Donde se cruzan los caminos
Seara no es lugar de pasada por casualidad. El Camino de Santiago se bifurca aquí en dos brazos —el Portugués Central y el de la Costa— y quien anda por estas carreteras estrechas siente el peso acumulado de siglos de peregrinos. Las pisadas han desgastado la piedra de las calzadas, los portales de las capillas tienen los picaportes brillantes de tanto abrir y cerrar. No hay monumentalidad ostentosa, pero sí un ritmo devocional que marca el calendario: la Virgen de la Buena Muerte, el Señor de la Salud, el Señor del Socorro. Tres fiestas, tres pausas en el año agrícola, tres momentos en que los 694 vecinos se multiplican con romeros venidos de las parroquias cercanas.
El único inmueble catalogado —de interés público, no monumento nacional— se alza discreto entre las casas. No hace falta alarde: la arquitectura rural habla por sí sola, en granito gris que ennegrece con la lluvia y espejos de agua que reflejan el cielo bajo del Miño.
El agua que lo define
Seara comparte con Bertiandos y São Pedro de Arcos un tesoro húmedo: el Monumento Natural de las Lagunas, un sistema lagunar raro en el noroeste peninsular. El agua aquí no solo corre por el Lima —se estanca, refleja, crea microhábitats donde la vegetación crece densa y las aves acuáticas hacen escala. Andar por los pasarelos de madera que bordean las lagunas es entrar en una cámara de silencio roto solo por el chapuzón repentino de un somorgujo o el crujido de los carrizos cuando el viento cambia de dirección.
Son 363 hectáreas donde la densidad de población —191 habitantes por kilómetro cuadrado— aún permite que la naturaleza respire. Las viñas ocupan las laderas más expuestas al sol, las huertas bajan hasta la ribera del río, y entre medias hay prados donde pasta el ganado que alimenta la comarca. No es aquí donde se cría la Carne Barrosã DOP —esa viene de las montañas más altas—, pero sí donde se come, asada a brasas de vidueño en las fiestas de verano, acompañada de vino verde que nace a pocos metros de la mesa.
Habitar despacio
Hay cinco alojamientos registrados —casas, no hoteles— y eso lo dice todo sobre el ritmo de Seara. Quien aquí pernocta despierta con la campana de la iglesia, toma el desayuno en una cocina de granito donde aún se enciende el fuego en la lumbre, sale a caminar sin mapa porque los caminos vecinales llevan siempre a alguna parte: una eras abandonadas, un molino de agua con la rueda parada, un cruceiro donde alguien ha dejado flores frescas.

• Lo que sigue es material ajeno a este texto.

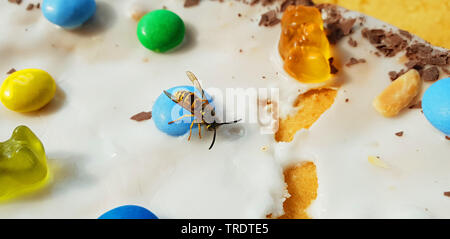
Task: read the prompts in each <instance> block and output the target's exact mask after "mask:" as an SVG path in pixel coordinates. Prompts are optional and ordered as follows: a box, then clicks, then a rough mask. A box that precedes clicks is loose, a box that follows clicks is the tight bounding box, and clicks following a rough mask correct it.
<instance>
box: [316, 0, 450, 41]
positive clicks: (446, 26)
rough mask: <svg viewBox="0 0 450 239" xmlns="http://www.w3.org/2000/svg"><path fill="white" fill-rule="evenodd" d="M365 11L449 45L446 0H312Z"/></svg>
mask: <svg viewBox="0 0 450 239" xmlns="http://www.w3.org/2000/svg"><path fill="white" fill-rule="evenodd" d="M314 2H315V3H317V4H319V3H333V4H337V5H340V6H342V7H345V8H348V9H350V10H354V11H358V12H362V13H365V14H367V15H369V16H373V17H375V18H377V19H380V20H383V21H385V22H387V23H390V24H392V25H395V26H397V27H399V28H401V29H404V30H407V31H409V32H411V33H413V34H415V35H417V36H419V37H421V38H423V39H425V40H427V41H429V42H430V43H431V44H433V45H436V46H441V47H445V48H448V49H450V31H447V29H450V14H449V13H450V1H448V0H314Z"/></svg>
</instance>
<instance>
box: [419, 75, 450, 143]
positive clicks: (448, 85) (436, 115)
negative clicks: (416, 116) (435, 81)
mask: <svg viewBox="0 0 450 239" xmlns="http://www.w3.org/2000/svg"><path fill="white" fill-rule="evenodd" d="M422 108H423V113H424V114H425V117H426V118H427V119H428V121H430V123H431V124H432V125H433V126H434V127H436V128H437V129H439V130H440V131H442V132H443V133H444V134H446V135H450V78H445V79H442V80H439V81H437V82H436V83H434V84H433V85H431V86H430V88H428V90H427V91H426V92H425V94H424V96H423V99H422Z"/></svg>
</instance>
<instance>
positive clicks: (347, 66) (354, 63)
mask: <svg viewBox="0 0 450 239" xmlns="http://www.w3.org/2000/svg"><path fill="white" fill-rule="evenodd" d="M360 63H366V60H365V59H356V58H354V57H352V58H350V60H349V62H348V63H347V64H345V65H346V66H347V67H350V66H353V65H356V64H360Z"/></svg>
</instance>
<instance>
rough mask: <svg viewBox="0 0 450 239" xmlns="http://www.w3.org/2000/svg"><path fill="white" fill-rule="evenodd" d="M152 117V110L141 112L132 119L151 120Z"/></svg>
mask: <svg viewBox="0 0 450 239" xmlns="http://www.w3.org/2000/svg"><path fill="white" fill-rule="evenodd" d="M151 118H152V112H151V111H150V112H141V113H139V114H136V115H133V116H132V117H131V119H132V120H136V121H138V122H140V121H144V120H149V119H151Z"/></svg>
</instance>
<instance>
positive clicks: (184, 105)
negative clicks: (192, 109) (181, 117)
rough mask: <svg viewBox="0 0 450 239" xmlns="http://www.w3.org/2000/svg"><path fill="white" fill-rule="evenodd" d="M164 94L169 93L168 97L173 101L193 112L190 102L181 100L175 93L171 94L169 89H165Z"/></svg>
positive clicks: (185, 109) (189, 110) (182, 106)
mask: <svg viewBox="0 0 450 239" xmlns="http://www.w3.org/2000/svg"><path fill="white" fill-rule="evenodd" d="M164 94H165V95H167V97H169V99H171V100H172V101H173V102H175V103H176V104H178V105H179V106H181V107H183V108H184V109H185V110H187V111H189V112H191V113H193V112H192V107H191V106H190V104H185V101H179V100H178V99H177V98H176V97H175V96H174V95H172V94H170V93H169V92H167V91H164Z"/></svg>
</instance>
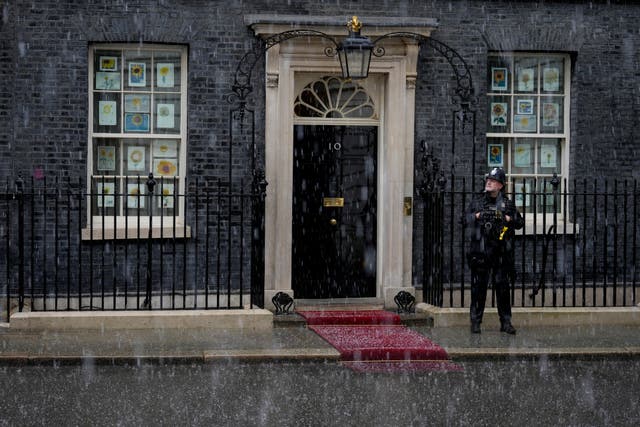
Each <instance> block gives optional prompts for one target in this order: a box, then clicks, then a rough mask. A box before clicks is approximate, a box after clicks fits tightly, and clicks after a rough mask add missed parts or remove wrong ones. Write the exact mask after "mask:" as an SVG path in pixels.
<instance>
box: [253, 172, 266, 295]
mask: <svg viewBox="0 0 640 427" xmlns="http://www.w3.org/2000/svg"><path fill="white" fill-rule="evenodd" d="M267 185H268V183H267V180H266V179H265V175H264V171H262V170H257V171H256V172H255V173H254V176H253V191H252V195H251V199H252V209H253V213H252V220H251V222H252V224H251V230H252V232H251V239H252V242H251V297H250V304H251V305H252V306H254V305H255V306H257V307H260V308H264V245H265V241H264V210H265V200H266V197H267Z"/></svg>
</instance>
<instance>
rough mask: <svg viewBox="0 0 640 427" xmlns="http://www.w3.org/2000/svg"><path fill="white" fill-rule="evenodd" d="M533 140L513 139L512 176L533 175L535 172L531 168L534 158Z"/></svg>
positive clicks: (529, 139) (534, 155)
mask: <svg viewBox="0 0 640 427" xmlns="http://www.w3.org/2000/svg"><path fill="white" fill-rule="evenodd" d="M534 149H535V140H533V139H520V138H518V139H515V140H514V141H513V148H512V152H513V155H512V159H513V161H512V163H511V170H510V172H511V173H512V174H521V175H526V174H533V173H534V172H535V170H534V168H533V160H534V156H535V152H534Z"/></svg>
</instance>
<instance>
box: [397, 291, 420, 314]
mask: <svg viewBox="0 0 640 427" xmlns="http://www.w3.org/2000/svg"><path fill="white" fill-rule="evenodd" d="M393 302H395V303H396V305H397V306H398V313H413V312H414V311H415V304H416V297H414V296H413V295H411V294H410V293H409V292H407V291H400V292H398V294H397V295H396V296H395V297H394V298H393Z"/></svg>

Los números cuentan una historia común al interior rural: 101 jóvenes, 113 mayores, un equilibrio frágil que se inclina hacia el silencio. Pero los sábados por la mañana, cuando el mercado de Ponte de Lima llena la villa vecina, Seara se despierta antes. Los productores locales llevan hortalizas, huevos, broa aún caliente. Vuelven al mediodía con el dinero contado y las conversas renovadas.
El Lima sigue dibujando su amplia curva, indiferente a los siglos. En la orilla, un pescador revisa los anzuelos, y el reflejo del cielo en el agua es tan nítido que, por un instante, no se sabe dónde termina el río y empieza el aire.